Personal details
- Born: 8 February 1957 then Andhra Pradesh, India
- Died: 5 December 1994 (aged 37) Muzaffarpur, Bihar
- Spouse: Uma Devi
- Children: 2
- Occupation: Bureaucrat

= G. Krishnaiah =

Indian civil servant (1957–1994)

G. Krishnaiah (8 February 1957 – 5 December 1994) was an Indian Administrative Service (IAS) officer of the 1985 batch who was killed in Muzaffarpur, Bihar by the mob led by a few politicians. At the time of death in 1994, he was 37 years old and serving as the District Magistrate (DM) of Gopalganj district, the home district of the then CM Lalu Prasad Yadav.

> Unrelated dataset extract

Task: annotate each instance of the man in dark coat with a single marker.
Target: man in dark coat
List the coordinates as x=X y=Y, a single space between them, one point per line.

In memory of his death and service, a statue of him with a pen in pocket has been erected in Gopalganj.

== Early life ==
G. Krishnaiah was born in 1957 into a landless Dalit family in Mahbubnagar, Andhra Pradesh (present day in Telangana). His father worked as a coolie and Krishnaiah himself started off doing the same. He studied journalism, and later worked as a clerk before eventually joining the civil services.

==Death and aftermath==
In 2007 Patna District Court convicted six politicians for his killing. The politicians convicted include Anand Mohan Singh and his wife Lovely Anand (both ex-MPs), Vijay Kumar Shukla known as "Munna Shukla" (MLA), Akhlaq Ahmed and Arun Kumar (both ex-MLAs), Harendra Kumar (senior JDU leader) and SS Thakur. In April 2023, the Bihar government tweaked the prison manual, removing the rule that prevented early release for those convicted of killing public servants on duty. This change allowed the government to grant remission (basically, reducing the sentence) to 27 prisoners, including Anand Mohan Singh. The amendment sparked widespread controversy and criticism across India. The Bahujan Samaj Party (BSP) described the rule change as "pro-crime" and "anti-Dalit", while the Bharatiya Janata Party (BJP) accused Bihar Chief Minister Nitish Kumar of altering the prison manual to benefit Singh, a prominent Rajput leader. Additionally, legal experts and civil society members expressed concerns over the potential implications of such amendments on the justice system.